Many fans in our comments were surprised that, when only one brother could take on the burden of the tablet trials, it ended up being Sam. After all, Sam was one of Azazel’s chosen children, he was locked in the cage with Lucifer, he lost his soul for a while, and then there was his mental unraveling last year… so Dean has spent a lot of time over the course of the series concerned about the Plight of Sam. Should it have been Dean’s turn to shoulder the season’s burden this year?
“I think it wasn’t so much a debate [in the writer’s room] as to who was going to take the trials, as it was that we sat down and really looked at the arc of, frankly, Sam’s character in particular, this season,” Carver explains.
Being the one to complete the trials was essential for completing Sam’s arc of the season. It helps to establish his new perspective on hunting and, ultimately, living a happy life. “He started out reluctant to be even hunting at all, and he found this reconnection,” says Carver. “The discovery of the Men of Letters and his connection to a line of family hunters that he could really relate to renewed his interest. He’s really been on this arc, of not just reconnecting with is past, but reconnecting with his brother. To me, it felt perfectly natural that it would be Sam undertaking these trials, for all the reasons he said in Episode 14. I don’t think we left anything on the floor with that one. That was pretty much what it was.”
Another point of contention this season has been Sam’s decision not to look for Dean after he vanished in the Season 7 finale. Despite Sam’s continued insistence that he just wanted a normal life, and that he and Dean had always promised each other that they’d move on, many (including myself) found the move to be out of character. We struggled to come up with theories as to the real reason why Sam let his brother down, and ultimately, the show moved on to new stories. While Sam and Dean are certainly on much better terms at this point in the season, what some perceive as Sam’s betrayal still rankles the fans.
“I think first and foremost, it’s not put to bed yet,” Carver tells us. “It’s something that will be dealt with in one form or another again. It left an emotional mark on our fans, and I think it’s left an emotional mark on our brothers as well. That’s, I think, the point of it. I think the idea was two brothers that are maturing and changing, and may not always act or be the way that we would hope them to be. We as people are not as people hope we’d be, and just because we’re not what others hope we are doesn’t mean it’s wrong.”
Carver tells us that while we haven’t heard the last conversation about
Sam’s year of living like a civilian, there aren’t going to be any big
twists or revelations as to why he made the choice he did.

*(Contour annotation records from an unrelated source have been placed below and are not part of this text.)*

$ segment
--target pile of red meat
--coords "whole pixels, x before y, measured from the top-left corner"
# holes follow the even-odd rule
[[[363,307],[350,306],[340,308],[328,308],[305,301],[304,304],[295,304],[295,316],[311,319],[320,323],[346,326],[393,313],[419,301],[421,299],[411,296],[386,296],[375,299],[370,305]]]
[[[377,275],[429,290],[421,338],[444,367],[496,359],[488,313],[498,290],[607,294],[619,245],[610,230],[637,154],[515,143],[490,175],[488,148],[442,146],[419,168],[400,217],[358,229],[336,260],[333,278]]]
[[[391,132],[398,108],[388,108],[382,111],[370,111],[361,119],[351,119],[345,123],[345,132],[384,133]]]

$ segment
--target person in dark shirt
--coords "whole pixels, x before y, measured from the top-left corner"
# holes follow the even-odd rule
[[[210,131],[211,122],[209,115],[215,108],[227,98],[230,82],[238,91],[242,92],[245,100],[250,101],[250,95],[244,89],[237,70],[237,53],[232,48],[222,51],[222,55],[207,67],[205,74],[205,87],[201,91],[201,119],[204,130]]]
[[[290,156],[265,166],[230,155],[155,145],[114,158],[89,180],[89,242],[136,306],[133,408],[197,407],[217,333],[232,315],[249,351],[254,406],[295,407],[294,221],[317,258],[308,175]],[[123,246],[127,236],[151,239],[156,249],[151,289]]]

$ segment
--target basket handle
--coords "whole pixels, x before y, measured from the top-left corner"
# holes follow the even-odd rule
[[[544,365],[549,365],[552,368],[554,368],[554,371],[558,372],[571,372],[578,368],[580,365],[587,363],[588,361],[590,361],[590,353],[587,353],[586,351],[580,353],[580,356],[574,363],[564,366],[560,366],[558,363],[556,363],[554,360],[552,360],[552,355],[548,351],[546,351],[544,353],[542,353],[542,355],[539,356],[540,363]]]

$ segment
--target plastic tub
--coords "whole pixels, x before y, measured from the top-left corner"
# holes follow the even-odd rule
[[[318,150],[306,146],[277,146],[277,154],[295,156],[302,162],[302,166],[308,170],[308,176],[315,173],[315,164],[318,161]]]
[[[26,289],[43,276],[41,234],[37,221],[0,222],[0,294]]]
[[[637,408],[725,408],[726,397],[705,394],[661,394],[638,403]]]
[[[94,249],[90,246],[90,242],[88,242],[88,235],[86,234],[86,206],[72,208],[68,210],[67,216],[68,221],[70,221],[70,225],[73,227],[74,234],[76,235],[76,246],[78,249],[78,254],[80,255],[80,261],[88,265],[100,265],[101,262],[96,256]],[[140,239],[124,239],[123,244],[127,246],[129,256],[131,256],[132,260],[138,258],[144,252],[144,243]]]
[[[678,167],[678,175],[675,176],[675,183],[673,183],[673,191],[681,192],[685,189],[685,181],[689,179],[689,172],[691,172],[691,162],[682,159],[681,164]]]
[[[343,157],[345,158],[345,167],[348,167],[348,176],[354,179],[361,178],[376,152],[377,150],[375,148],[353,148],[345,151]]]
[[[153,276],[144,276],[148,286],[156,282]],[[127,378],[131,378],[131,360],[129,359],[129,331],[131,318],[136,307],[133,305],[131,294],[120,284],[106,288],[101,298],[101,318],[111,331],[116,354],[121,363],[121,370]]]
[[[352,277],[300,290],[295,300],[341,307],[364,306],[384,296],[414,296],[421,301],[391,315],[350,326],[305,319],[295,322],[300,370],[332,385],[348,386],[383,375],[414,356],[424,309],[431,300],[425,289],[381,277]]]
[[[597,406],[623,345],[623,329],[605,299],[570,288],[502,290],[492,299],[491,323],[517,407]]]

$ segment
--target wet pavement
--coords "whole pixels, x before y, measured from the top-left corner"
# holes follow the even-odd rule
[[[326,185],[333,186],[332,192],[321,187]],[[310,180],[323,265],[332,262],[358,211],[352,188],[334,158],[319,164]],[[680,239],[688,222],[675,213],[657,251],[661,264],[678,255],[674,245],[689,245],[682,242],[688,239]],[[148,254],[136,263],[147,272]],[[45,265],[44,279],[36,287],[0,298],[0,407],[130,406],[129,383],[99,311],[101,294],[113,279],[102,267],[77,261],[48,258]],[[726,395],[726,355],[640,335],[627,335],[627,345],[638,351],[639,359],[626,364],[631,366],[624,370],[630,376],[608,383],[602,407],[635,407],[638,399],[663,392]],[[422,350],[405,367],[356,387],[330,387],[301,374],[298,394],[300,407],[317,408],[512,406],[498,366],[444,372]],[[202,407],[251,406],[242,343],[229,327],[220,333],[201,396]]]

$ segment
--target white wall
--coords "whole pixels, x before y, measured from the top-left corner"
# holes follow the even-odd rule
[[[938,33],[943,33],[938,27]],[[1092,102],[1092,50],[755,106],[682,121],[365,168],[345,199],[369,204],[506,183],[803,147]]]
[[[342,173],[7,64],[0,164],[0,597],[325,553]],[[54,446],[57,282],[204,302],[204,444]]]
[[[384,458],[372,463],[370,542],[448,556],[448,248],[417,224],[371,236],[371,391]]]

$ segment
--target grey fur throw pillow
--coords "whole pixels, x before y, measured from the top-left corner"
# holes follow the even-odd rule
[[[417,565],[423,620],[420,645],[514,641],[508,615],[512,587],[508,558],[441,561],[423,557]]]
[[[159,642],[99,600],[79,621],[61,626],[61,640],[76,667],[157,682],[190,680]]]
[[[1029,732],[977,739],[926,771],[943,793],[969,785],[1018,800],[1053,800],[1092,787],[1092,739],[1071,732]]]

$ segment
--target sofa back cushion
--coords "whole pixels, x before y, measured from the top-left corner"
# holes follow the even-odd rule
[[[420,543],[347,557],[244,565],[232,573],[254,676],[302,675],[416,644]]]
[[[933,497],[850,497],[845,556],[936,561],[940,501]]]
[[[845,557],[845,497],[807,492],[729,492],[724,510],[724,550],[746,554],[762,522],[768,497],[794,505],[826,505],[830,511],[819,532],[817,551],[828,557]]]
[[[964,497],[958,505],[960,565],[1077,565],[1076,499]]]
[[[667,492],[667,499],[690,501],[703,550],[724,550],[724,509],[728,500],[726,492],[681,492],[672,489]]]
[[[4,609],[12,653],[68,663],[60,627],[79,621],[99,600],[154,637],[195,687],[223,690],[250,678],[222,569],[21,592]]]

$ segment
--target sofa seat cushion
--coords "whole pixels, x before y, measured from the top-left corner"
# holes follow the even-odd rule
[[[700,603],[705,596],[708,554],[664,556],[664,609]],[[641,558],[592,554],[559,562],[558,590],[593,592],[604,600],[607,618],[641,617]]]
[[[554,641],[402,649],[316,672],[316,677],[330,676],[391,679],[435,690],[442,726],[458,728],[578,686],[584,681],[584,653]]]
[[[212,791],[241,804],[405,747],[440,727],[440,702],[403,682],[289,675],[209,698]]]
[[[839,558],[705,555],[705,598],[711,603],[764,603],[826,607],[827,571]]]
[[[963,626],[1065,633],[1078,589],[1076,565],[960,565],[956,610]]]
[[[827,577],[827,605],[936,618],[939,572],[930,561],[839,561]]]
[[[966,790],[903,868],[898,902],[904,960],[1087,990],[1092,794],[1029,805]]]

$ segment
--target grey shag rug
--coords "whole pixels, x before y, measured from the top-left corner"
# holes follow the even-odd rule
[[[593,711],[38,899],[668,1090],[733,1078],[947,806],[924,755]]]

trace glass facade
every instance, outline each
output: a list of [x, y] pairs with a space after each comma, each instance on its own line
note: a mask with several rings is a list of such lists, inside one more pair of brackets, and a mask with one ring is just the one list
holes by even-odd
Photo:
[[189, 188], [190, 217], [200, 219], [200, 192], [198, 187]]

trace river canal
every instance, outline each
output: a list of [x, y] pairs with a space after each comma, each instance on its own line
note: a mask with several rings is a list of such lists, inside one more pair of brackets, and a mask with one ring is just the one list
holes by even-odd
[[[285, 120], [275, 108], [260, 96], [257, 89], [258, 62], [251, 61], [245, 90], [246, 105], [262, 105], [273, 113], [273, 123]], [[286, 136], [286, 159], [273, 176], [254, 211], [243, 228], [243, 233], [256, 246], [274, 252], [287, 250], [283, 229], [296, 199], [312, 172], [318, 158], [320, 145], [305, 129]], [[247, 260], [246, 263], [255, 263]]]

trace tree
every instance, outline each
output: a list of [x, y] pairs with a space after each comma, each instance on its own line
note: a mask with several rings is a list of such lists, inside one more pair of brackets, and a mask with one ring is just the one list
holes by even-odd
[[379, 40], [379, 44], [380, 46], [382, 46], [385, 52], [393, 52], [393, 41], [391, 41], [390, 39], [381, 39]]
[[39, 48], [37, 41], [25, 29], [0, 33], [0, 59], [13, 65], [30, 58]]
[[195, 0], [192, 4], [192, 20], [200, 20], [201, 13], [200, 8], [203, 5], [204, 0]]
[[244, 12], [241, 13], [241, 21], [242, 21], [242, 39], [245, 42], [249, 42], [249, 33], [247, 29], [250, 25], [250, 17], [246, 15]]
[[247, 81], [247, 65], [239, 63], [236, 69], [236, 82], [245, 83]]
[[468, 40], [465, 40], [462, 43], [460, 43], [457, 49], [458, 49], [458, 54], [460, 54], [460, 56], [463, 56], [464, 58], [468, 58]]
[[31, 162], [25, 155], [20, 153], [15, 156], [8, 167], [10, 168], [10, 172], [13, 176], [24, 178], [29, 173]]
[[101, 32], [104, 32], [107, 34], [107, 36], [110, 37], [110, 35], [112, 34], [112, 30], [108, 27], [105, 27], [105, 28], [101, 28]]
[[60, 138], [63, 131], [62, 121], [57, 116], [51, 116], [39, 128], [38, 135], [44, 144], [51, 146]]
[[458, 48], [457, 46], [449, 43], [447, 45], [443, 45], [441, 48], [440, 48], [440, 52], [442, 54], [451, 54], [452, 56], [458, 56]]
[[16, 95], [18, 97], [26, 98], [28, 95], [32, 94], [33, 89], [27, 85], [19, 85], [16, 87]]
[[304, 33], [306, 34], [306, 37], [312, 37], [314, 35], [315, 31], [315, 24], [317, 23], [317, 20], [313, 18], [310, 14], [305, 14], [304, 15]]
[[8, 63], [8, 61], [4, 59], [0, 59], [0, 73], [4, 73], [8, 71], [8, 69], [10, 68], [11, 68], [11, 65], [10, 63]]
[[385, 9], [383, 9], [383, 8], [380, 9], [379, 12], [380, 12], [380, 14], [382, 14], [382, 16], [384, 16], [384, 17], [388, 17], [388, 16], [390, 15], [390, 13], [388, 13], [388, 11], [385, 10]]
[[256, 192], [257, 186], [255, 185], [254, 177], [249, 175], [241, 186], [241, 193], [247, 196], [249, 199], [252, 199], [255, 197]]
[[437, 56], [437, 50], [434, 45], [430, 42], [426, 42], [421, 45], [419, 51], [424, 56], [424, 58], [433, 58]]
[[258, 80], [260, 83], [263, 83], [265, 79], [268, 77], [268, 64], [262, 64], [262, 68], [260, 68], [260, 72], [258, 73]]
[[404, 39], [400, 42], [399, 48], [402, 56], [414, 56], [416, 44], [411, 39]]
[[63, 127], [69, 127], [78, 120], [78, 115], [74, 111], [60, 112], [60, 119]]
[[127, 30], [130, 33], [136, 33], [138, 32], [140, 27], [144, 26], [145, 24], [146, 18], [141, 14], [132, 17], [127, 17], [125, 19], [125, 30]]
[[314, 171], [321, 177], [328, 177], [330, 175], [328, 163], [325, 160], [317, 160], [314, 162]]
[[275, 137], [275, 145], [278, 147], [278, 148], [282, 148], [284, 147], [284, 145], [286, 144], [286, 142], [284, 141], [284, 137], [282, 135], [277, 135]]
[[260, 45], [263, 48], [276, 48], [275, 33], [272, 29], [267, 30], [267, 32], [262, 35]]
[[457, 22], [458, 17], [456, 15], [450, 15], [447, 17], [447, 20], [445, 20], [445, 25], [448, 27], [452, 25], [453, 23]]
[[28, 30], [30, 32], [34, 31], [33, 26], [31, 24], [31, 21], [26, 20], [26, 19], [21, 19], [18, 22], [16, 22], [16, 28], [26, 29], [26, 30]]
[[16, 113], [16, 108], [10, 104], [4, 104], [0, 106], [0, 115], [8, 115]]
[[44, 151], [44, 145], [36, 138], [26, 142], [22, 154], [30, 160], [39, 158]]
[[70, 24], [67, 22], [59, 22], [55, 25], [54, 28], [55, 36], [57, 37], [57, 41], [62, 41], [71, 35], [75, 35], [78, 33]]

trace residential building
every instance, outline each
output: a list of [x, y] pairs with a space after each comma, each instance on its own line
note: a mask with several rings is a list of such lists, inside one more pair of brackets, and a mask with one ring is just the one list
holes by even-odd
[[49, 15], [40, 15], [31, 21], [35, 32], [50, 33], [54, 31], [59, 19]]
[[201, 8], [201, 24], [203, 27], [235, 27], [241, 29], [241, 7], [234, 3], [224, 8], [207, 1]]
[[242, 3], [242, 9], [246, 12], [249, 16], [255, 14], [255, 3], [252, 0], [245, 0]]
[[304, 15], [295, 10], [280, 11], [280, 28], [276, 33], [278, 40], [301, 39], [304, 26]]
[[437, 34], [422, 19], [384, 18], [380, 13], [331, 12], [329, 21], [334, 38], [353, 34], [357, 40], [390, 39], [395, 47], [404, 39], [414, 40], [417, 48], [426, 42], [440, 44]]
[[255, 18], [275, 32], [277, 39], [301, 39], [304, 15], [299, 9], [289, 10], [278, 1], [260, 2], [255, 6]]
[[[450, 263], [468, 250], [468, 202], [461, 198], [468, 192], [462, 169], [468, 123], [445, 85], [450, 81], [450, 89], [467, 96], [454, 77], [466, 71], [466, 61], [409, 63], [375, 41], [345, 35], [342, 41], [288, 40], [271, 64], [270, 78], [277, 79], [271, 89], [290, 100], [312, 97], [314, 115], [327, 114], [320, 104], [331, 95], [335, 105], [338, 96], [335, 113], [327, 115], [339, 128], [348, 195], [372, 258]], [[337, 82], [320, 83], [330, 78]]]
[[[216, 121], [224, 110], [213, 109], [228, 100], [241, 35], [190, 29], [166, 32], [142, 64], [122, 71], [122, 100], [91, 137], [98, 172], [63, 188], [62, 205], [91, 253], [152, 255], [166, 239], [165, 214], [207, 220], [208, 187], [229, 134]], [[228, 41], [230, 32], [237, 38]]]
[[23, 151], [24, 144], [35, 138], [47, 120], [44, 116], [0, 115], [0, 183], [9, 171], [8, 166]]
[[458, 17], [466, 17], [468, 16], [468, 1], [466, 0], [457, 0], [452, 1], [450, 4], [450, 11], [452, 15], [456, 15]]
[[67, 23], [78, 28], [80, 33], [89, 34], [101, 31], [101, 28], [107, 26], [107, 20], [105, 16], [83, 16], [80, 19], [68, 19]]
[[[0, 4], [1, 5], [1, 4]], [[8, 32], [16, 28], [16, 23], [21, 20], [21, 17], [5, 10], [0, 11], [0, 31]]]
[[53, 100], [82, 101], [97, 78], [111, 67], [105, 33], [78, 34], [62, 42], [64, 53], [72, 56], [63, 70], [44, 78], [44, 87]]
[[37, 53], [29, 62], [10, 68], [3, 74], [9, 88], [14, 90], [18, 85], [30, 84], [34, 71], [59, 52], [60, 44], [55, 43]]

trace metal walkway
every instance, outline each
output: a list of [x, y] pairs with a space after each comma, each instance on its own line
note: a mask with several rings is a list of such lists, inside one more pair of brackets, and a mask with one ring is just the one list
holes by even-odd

We’ve heard Sam’s reasons, and we’re going to have to accept them.
“What has been put to bed, in many ways, is Sam’s rationale for why he did what he did,” Carver confirms. “He’s stated his reasons, and that’s why he did it. That said, it’s still an open wound of sorts. We’ll see that dealt with in ways that we aren’t quite expecting.”
“Supernatural” returns with new episodes Wednesdsay, April 24 at 9 p.m. EST.